Se quitó la lupa del ojo, la posó en el escritorio delante de él.

– Cuando uno está en mi lugar, uno está a la disposición del público. Usted no se puede ni imaginar la gente que me viene a ver, las cosas que me muestran, las preguntas que me hacen.

– Sí, me lo imagino.

– No, no se lo imagina.

Levantó el pedazo de cristal y lo observó negando con la cabeza.

– Sigo sin poder decirle el valor -prosiguió-. El tamaño solo es uno de los elementos que entran en la estimación. También está el color, la trasparencia, el brillo. ¿Está seguro que se trata de una esmeralda? ¿Comprobó su dureza?

– No.

– Entonces podía tratarse de un cristal coloreado. Como el… uhmm, tesoro que lleva consigo.

– Sí, podría tratarse de cristal, pero lo que quiero saber es cuánto podría valer si se tratara de una esmeralda.

– Ya entiendo lo que me quiere decir -observó el cristal y frunció el ceño-. Tiene que entender que prefiero evitar ese tipo de estimaciones. Incluso asumiendo que la piedra fuera una esmeralda auténtica, su valor puede variar muchísimo. Puede tener un precio altísimo o uno bajísimo. Puede tener un defecto importante, por ejemplo; o tener una calidad mínima. Existen empresas de venta por correo que ofertan esmeraldas al quilate por sumas ridículas, cuarenta o cincuenta dólares el quilate, y lo que venden no es bisutería. De hecho son esmeraldas auténticas, si bien su valor como piedra preciosa es cero.

– Entiendo.

– Incluso el valor de una esmeralda que tiene las cualidades de una piedra preciosa. Usted podría comprar una piedra de este tamaño -sopesó el vidrio con la mano-, por unos dos mil dólares. Y eso sería una buena piedra, no un zafiro artificial de Carolina del Norte. Por otra parte, una piedra de la mejor calidad, del más bello color, sin el menor defecto, no ya peruana, sino la mejor esmeralda colombiana, puede subir hasta cuarenta, cincuenta y sesenta mil dólares. Y sólo son cifras aproximadas.

No había terminado de hablar pero ya había dejado de escucharlo. No había dicho nada, no había añadido una nueva pieza al rompecabezas, pero había accionado un resorte en mi cabeza. Ahora sabía donde encajaba todo.

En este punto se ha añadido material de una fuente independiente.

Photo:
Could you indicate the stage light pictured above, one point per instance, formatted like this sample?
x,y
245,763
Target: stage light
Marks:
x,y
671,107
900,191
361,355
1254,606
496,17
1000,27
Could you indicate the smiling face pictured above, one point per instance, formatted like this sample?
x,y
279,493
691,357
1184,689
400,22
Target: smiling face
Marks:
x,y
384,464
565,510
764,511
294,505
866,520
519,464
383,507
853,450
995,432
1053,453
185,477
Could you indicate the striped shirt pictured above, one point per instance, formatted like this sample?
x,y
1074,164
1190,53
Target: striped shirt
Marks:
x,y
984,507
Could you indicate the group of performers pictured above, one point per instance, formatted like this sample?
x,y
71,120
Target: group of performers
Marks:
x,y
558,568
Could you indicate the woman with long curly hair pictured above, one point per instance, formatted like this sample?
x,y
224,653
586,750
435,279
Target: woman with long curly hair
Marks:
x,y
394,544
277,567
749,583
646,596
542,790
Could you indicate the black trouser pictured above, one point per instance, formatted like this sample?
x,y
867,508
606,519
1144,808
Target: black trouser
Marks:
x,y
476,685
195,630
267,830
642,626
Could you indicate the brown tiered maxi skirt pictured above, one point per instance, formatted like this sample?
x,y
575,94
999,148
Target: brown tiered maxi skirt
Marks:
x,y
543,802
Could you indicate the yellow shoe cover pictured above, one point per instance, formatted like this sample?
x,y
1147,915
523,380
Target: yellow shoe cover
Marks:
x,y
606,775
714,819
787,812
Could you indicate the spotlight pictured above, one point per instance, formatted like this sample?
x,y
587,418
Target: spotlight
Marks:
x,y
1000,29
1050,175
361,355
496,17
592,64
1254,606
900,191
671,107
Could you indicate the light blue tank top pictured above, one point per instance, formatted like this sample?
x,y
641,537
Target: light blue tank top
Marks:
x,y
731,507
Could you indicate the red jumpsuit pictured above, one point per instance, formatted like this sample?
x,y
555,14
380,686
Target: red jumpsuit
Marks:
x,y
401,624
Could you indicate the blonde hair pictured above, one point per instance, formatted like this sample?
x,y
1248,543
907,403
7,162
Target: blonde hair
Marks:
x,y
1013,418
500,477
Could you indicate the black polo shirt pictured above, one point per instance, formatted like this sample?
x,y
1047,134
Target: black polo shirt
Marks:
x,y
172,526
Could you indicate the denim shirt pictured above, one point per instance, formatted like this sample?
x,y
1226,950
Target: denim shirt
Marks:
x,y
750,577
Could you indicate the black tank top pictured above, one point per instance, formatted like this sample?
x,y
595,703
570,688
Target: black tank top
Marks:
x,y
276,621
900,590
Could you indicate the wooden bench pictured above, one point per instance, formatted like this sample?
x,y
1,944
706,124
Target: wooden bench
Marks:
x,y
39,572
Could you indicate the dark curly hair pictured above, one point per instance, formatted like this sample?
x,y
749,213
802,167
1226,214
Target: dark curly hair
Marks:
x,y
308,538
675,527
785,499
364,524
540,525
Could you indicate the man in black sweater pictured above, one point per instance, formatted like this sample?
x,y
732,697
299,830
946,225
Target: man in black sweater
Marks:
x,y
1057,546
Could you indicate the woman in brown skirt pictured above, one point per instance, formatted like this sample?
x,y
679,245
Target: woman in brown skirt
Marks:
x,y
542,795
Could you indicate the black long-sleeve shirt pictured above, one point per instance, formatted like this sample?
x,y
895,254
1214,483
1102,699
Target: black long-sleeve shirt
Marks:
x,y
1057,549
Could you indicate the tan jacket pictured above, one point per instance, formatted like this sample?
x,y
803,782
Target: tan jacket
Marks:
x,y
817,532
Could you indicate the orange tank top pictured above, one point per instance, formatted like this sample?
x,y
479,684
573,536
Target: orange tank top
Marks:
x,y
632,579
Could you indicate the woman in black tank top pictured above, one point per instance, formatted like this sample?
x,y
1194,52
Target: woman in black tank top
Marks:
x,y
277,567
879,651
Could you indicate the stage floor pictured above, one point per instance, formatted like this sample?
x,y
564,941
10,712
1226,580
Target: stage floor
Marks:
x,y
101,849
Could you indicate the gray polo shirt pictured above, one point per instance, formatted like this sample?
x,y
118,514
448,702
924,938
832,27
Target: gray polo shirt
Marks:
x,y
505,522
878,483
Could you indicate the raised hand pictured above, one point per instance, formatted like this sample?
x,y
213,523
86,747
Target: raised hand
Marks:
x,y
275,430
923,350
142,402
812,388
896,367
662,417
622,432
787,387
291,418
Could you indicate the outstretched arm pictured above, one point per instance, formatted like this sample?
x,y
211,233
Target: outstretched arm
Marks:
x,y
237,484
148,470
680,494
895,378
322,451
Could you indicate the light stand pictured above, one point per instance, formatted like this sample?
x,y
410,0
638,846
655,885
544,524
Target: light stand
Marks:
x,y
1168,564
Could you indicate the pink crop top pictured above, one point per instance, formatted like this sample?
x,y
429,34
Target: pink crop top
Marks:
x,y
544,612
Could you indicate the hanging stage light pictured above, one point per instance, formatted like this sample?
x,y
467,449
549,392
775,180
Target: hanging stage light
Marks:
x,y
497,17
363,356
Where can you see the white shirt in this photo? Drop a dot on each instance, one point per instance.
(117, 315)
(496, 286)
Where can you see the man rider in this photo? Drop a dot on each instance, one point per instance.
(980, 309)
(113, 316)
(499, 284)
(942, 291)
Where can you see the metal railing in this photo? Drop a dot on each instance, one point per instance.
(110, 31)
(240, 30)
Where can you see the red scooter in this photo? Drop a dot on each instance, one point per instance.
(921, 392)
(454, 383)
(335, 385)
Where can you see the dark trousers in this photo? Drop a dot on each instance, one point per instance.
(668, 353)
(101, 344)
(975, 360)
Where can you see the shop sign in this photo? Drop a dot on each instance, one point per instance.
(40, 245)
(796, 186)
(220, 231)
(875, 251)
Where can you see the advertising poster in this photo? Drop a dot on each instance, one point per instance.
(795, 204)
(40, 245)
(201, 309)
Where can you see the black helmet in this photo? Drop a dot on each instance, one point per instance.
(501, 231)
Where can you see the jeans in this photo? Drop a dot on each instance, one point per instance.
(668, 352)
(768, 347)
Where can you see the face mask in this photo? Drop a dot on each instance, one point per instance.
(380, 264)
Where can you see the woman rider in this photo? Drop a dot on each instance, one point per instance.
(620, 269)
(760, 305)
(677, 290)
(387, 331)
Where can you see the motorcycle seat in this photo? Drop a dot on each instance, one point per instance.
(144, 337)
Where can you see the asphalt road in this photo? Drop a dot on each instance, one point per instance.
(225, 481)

Me fui sin olvidarme de mi cubito de cristal verde.

TREINTA Y DOS

Esa noche, hacia las diez y media, entré en el Pub de Poogan's en la calle 72 Oeste y salí enseguida. Una llovizna persistente había comenzado a caer hacía una hora más o menos. La mayoría de la gente en la calle portaba paraguas. No era mi caso, sin embargo llevaba sombrero, y me detuve un momento en la acera para ajustar el ala.